In summary, when I started the project I was a mediocre C programmer and pretty rubbish at ASM. I didn't understand many of the concepts I was working with, and so it's a miracle it got as far as it did.
But that will change! One day, perhaps as a microkernel (I like the way the Hurd does things), perhaps as a monolithic kernel, a hybrid, or something else entirely, Erasmus will return! I realise now that saying things like "By version 0.3 I'll have a port of zsh" was a silly, limiting thing to do. I should focus on making a good kernel, and see where I go from there, rather than focus on writing something which can run a particular Linux app.
Watch this space...
Half Term Week, and, one month of Spork Bomb
Well, one month tomorrow, but near enough.
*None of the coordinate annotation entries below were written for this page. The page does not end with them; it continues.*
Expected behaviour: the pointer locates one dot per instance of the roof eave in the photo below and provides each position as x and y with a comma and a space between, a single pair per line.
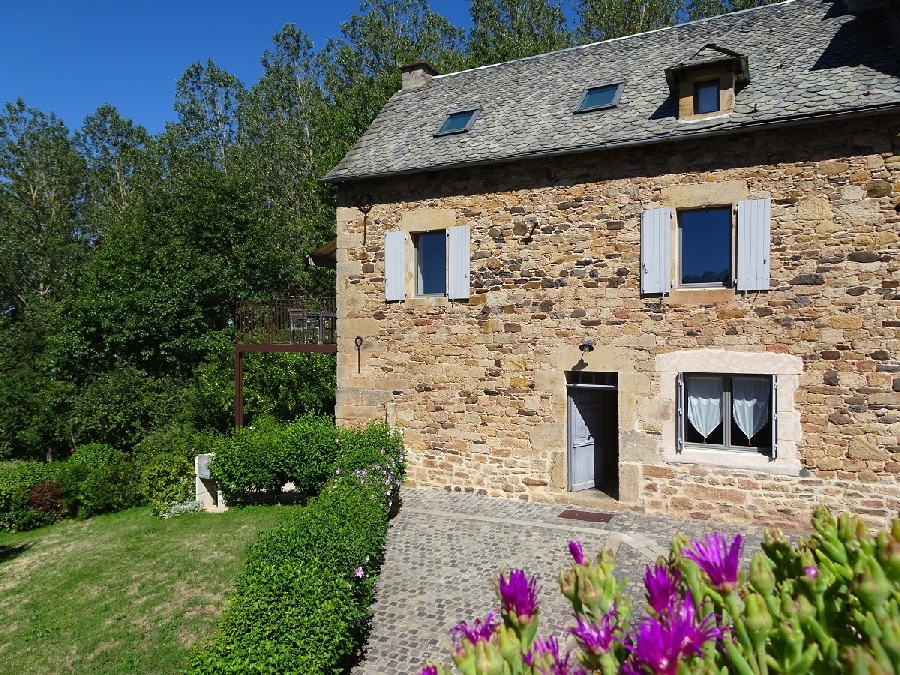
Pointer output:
704, 133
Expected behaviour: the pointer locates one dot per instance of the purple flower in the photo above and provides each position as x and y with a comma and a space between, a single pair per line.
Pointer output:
518, 594
548, 652
596, 638
717, 559
660, 643
577, 552
479, 630
661, 585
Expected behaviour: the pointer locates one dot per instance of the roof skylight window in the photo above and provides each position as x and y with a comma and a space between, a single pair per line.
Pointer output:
601, 97
458, 122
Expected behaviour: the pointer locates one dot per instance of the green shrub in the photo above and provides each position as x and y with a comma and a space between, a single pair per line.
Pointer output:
96, 456
108, 489
372, 445
167, 479
17, 513
270, 454
300, 603
285, 619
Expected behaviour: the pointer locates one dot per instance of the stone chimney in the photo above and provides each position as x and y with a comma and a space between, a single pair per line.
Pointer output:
417, 74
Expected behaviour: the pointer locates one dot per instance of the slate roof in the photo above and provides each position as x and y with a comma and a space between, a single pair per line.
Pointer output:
807, 58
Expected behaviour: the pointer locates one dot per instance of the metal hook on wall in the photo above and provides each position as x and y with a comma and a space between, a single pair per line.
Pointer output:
358, 343
364, 204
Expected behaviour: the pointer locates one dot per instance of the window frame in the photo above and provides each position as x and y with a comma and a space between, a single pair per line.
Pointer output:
732, 248
416, 238
727, 415
704, 83
452, 132
620, 86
School has ended for half term week—a whole 5 week days off, and what shall I do with this vast amount of free time on my hands? I have a couple of plans. Firstly, Erasmus. I'd like to hit version 0.1 and make a dent in 0.2 this week, as I have free time I can't really hit a snag and put off solving it indefinitely due to “schoolwork”.
Remaining 0.1 features:
- Working memory manager
- IDE driver
- ATA driver
The IDE and ATA drivers have sort of merged, which is ok, for now; I can separate them when I start on ATAPI. The memory manager is there, but doesn't work: I'm going to write one from scratch rather than just borrowing/editing code, as then I'll definitely know what's going on.
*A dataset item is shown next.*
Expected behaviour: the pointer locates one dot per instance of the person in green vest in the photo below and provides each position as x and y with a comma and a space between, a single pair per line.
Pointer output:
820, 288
After Erasmus, fractalgen. I want to figure out how to create arbitrarily large images with gd; if I try to make one too big it complains about the size exceeding INT_MAX, or something like that. I refuse to believe gd has such a limitation that has no work-arounds when it comes to large images. I also want to start on my fviewer program, a GUI to display / zoom fractals. Smooth colour shading would be nice, but it's not really a high-priority feature currently.
Of course, there are always books. I've still got a heap of books from Christmas to read, and with 9 days before school again, I should be able to get through at least one, perhaps two. I make it sound like I try to read books as quickly as possible, which isn't entirely true: I just dislike having unread books lying around, when I re-read books, I do take my time and generally notice things I didn't the first time through.
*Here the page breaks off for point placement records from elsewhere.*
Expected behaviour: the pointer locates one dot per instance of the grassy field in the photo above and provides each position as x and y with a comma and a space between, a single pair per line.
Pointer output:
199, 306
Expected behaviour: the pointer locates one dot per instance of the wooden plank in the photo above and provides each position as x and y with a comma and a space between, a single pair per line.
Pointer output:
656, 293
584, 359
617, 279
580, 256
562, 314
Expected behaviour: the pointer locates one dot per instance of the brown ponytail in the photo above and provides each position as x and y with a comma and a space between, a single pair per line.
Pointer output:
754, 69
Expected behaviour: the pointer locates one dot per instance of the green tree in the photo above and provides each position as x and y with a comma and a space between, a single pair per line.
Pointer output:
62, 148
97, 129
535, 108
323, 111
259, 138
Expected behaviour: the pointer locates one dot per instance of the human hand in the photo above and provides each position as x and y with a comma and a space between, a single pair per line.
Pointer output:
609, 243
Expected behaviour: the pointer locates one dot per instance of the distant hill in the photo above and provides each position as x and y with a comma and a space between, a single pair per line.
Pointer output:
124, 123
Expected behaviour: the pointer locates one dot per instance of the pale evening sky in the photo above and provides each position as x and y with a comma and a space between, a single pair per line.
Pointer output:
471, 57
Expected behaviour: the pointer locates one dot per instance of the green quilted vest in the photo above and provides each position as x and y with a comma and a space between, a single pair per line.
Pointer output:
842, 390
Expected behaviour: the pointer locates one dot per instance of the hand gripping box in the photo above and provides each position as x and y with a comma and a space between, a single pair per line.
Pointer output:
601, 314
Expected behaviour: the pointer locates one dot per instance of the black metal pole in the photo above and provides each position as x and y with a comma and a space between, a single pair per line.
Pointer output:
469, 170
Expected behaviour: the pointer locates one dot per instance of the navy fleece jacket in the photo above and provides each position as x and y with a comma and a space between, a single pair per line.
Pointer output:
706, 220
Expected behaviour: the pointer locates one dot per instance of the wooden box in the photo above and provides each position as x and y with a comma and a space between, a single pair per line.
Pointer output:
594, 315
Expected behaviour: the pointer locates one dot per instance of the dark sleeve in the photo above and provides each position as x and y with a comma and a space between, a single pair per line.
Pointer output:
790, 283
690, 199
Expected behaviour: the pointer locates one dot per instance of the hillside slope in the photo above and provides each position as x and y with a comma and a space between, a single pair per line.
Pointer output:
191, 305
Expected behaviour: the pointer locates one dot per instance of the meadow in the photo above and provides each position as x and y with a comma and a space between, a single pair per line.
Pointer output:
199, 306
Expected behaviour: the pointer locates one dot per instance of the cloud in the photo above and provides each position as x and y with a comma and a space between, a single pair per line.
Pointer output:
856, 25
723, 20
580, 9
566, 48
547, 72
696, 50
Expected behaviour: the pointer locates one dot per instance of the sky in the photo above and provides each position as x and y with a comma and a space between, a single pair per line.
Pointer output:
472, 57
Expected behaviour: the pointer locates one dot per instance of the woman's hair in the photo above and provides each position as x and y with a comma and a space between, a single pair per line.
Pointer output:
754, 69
Leading on to other forms of entertainment: anime. I have borrowed the first two seasons of Claymore which, hopefully, I'll enjoy. Claymore is about a world in which humans coexist with yoma, demons, where there exists a group of half-human half-yoma warriors, the Claymores, who protect the humans (for a fee).
Finally, after mpdspl was rewritten to be much better by sdelafond, I have been spurred into action to improve mpddp. A complete rewrite; a second version. It will be object-orientated and have much better code organisation (the current program is a mess: why I change it so very rarely), and I have a vague notion of wanting a “more powerful” config syntax. Currently each line of a config file acts as a boolean OR: including everything which matches this line, OR that line, OR another… I want to include more boolean operations, AND at the very least, perhaps NOT (that's currently worked-around by the “never” keyword) or XOR, too.
Of my plans, mpddp 2 is the one I'm most excited about implementing. I can barely remember how the current code works, so I'll most likely read through it to figure out which functions do what, and then just write version 2 from scratch.